We could be talking more often about the 5 or 6 great singles by Steppenwolf, but instead, we go on for days over T. Rex or lazy-ass Alex Chilton. Why?
It takes a big man to admit when he’s wrong — but it takes a much, much smaller man to take nearly 40 years to ‘fess up to his mistakes. And that’s just the kind of man I am. So here I am, stripped naked of shame and regret, chained to the Orockle doors, megaphone in hand, ready to scream into the howling wind: I WAS WRONG ABOUT ALEX CHILTON’S 1980s OUTPUT!
Like everybody else who came into rock maturity in the 1980s (other than E. Pluribus Gergeley), I fell deeply in love with Big Star upon hearing them as a pimply-faced college puke. Big Star had everything I needed as a budding music nerd, in overwhelming abundance: Impeccable song craft! Soaring harmonies! Clanging guitars! Doomed-to-fail braininess! I-know-more-than-you-do exclusivity!
I rhapsodized over the pop perfection of their first two albums, and made excuses for the shambolic weirdness of the third. I agonized over the band’s collapse, and cursed the world for not appreciating their greatness, even as I enjoyed being one of the select few who actually owned a copy of “Radio City” on the original Ardent label. I decided Alex Chilton was a genius.
Of course, I wasn’t the only music nerd in the 1980s to discover Chilton and Big Star, so a few indie labels decided it would make good business sense to green-light various Chilton “comeback” projects, which were targeted fairly specifically at people like me. And here is where I started to go very, very wrong — because, like almost everybody else at the time, I thought these albums and EPs sucked.
The critical take on Chilton’s first “comeback” album, “High Priest,” was basically: “huh?” Everybody, including (probably especially) me, just could not understand why the man we perceived as the creative genius behind the dense, powerful, proto-power pop of Big Star would debase himself with such a lazy throwaway album of obscure ’60s AM/soul radio material. The arrangements were sloppy — not insane, or non-existent, as on “Like Flies On Sherbert,” but stripped down, basic, elemental… yeah, “lazy.” Basically, if Alex had wanted to piss off all the people looking for a return to Big Star’s style and substance, he couldn’t have done a better job.
But — even as some critics twisted themselves into pretzels trying to convince us this was all part of a Chilton master plan to fool the world by deliberately making music that was beneath him — the truth is that this album, and most of the other stuff he released as an indie elder statesman, was great. Not Great with a capital “G,” but impeccably curated, played with honesty, clarity, and nuance, and generally pleasing to the earbulbs. I’ve grown into a place where I absolutely adore these records, and I listen to them far more often than the Big Star material (which I still marvel at, but find to be very much “of an era.”)

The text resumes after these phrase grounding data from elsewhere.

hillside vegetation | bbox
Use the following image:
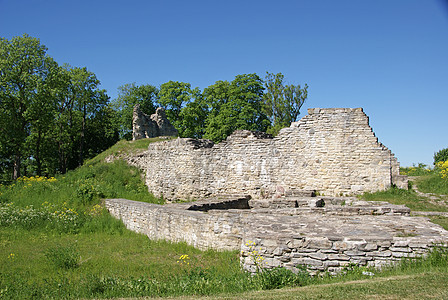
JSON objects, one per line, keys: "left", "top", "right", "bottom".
{"left": 1, "top": 140, "right": 448, "bottom": 299}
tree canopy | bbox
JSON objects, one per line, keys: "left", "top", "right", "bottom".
{"left": 203, "top": 74, "right": 270, "bottom": 142}
{"left": 0, "top": 34, "right": 118, "bottom": 180}
{"left": 0, "top": 34, "right": 309, "bottom": 180}
{"left": 263, "top": 72, "right": 308, "bottom": 135}
{"left": 111, "top": 83, "right": 158, "bottom": 140}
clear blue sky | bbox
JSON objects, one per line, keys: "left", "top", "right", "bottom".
{"left": 1, "top": 0, "right": 447, "bottom": 167}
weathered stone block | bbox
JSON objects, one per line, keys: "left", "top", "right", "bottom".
{"left": 305, "top": 237, "right": 333, "bottom": 249}
{"left": 327, "top": 254, "right": 350, "bottom": 261}
{"left": 344, "top": 250, "right": 366, "bottom": 256}
{"left": 358, "top": 243, "right": 378, "bottom": 251}
{"left": 324, "top": 261, "right": 340, "bottom": 268}
{"left": 366, "top": 250, "right": 392, "bottom": 257}
{"left": 393, "top": 240, "right": 410, "bottom": 247}
{"left": 297, "top": 258, "right": 323, "bottom": 267}
{"left": 308, "top": 252, "right": 328, "bottom": 260}
{"left": 264, "top": 257, "right": 282, "bottom": 268}
{"left": 333, "top": 241, "right": 357, "bottom": 251}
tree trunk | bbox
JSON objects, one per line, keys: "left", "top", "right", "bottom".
{"left": 79, "top": 103, "right": 86, "bottom": 166}
{"left": 13, "top": 154, "right": 21, "bottom": 180}
{"left": 35, "top": 128, "right": 42, "bottom": 176}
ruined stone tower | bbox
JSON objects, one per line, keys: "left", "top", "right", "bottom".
{"left": 132, "top": 105, "right": 178, "bottom": 140}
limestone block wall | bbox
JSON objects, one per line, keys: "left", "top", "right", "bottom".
{"left": 239, "top": 212, "right": 448, "bottom": 274}
{"left": 240, "top": 234, "right": 445, "bottom": 274}
{"left": 105, "top": 198, "right": 448, "bottom": 274}
{"left": 105, "top": 198, "right": 243, "bottom": 251}
{"left": 127, "top": 108, "right": 406, "bottom": 200}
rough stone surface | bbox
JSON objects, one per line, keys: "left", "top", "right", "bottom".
{"left": 128, "top": 108, "right": 407, "bottom": 199}
{"left": 105, "top": 197, "right": 448, "bottom": 274}
{"left": 132, "top": 105, "right": 178, "bottom": 140}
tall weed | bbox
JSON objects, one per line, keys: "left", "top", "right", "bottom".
{"left": 45, "top": 244, "right": 80, "bottom": 269}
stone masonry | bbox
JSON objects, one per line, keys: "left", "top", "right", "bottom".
{"left": 104, "top": 107, "right": 445, "bottom": 275}
{"left": 128, "top": 108, "right": 408, "bottom": 199}
{"left": 132, "top": 105, "right": 178, "bottom": 140}
{"left": 105, "top": 196, "right": 448, "bottom": 274}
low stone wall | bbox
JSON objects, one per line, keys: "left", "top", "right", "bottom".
{"left": 127, "top": 108, "right": 408, "bottom": 201}
{"left": 105, "top": 197, "right": 448, "bottom": 274}
{"left": 240, "top": 214, "right": 447, "bottom": 274}
{"left": 105, "top": 198, "right": 243, "bottom": 251}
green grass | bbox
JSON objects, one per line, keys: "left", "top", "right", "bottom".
{"left": 178, "top": 247, "right": 448, "bottom": 299}
{"left": 187, "top": 272, "right": 448, "bottom": 299}
{"left": 1, "top": 139, "right": 448, "bottom": 298}
{"left": 0, "top": 159, "right": 162, "bottom": 210}
{"left": 0, "top": 227, "right": 255, "bottom": 299}
{"left": 87, "top": 136, "right": 175, "bottom": 165}
{"left": 361, "top": 186, "right": 448, "bottom": 212}
{"left": 415, "top": 175, "right": 448, "bottom": 195}
{"left": 2, "top": 223, "right": 447, "bottom": 299}
{"left": 429, "top": 215, "right": 448, "bottom": 231}
{"left": 400, "top": 163, "right": 448, "bottom": 195}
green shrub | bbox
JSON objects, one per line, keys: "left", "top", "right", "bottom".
{"left": 400, "top": 163, "right": 433, "bottom": 176}
{"left": 253, "top": 266, "right": 310, "bottom": 290}
{"left": 76, "top": 179, "right": 101, "bottom": 204}
{"left": 434, "top": 148, "right": 448, "bottom": 165}
{"left": 44, "top": 244, "right": 80, "bottom": 269}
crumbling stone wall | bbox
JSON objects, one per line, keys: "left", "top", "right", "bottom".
{"left": 128, "top": 108, "right": 407, "bottom": 199}
{"left": 105, "top": 197, "right": 448, "bottom": 274}
{"left": 132, "top": 105, "right": 178, "bottom": 140}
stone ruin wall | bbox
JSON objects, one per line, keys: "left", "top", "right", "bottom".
{"left": 128, "top": 108, "right": 407, "bottom": 200}
{"left": 132, "top": 105, "right": 178, "bottom": 140}
{"left": 106, "top": 199, "right": 244, "bottom": 251}
{"left": 105, "top": 198, "right": 448, "bottom": 274}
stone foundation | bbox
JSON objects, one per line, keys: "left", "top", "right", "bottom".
{"left": 105, "top": 196, "right": 448, "bottom": 274}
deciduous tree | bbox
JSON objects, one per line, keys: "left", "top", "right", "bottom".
{"left": 263, "top": 72, "right": 308, "bottom": 135}
{"left": 0, "top": 34, "right": 57, "bottom": 179}
{"left": 203, "top": 74, "right": 269, "bottom": 142}
{"left": 111, "top": 83, "right": 158, "bottom": 140}
{"left": 0, "top": 35, "right": 119, "bottom": 178}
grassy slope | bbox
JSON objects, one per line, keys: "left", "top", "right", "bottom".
{"left": 1, "top": 139, "right": 448, "bottom": 298}
{"left": 0, "top": 138, "right": 249, "bottom": 298}
{"left": 361, "top": 184, "right": 448, "bottom": 212}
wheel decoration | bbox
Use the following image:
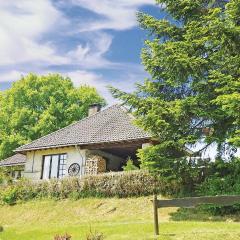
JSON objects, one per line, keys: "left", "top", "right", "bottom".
{"left": 68, "top": 163, "right": 80, "bottom": 176}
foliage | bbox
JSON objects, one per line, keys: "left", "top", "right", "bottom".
{"left": 139, "top": 144, "right": 211, "bottom": 195}
{"left": 122, "top": 158, "right": 139, "bottom": 171}
{"left": 195, "top": 158, "right": 240, "bottom": 215}
{"left": 0, "top": 171, "right": 163, "bottom": 204}
{"left": 1, "top": 187, "right": 17, "bottom": 205}
{"left": 197, "top": 158, "right": 240, "bottom": 196}
{"left": 0, "top": 167, "right": 13, "bottom": 185}
{"left": 170, "top": 204, "right": 240, "bottom": 222}
{"left": 0, "top": 73, "right": 105, "bottom": 159}
{"left": 109, "top": 0, "right": 240, "bottom": 174}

I should point out that I also love the original artists’ versions of the covers within this catalog. But Chilton’s soulful interpretations are unique, and meaningful. Like a bop jazz trio doing a set of Broadway show tunes, they’re measurably different from the originals, but respectful of the source material.
All this to say: go check out “High Priest,” or “Set,” and listen with an open mind. I think you’ll like what you hear.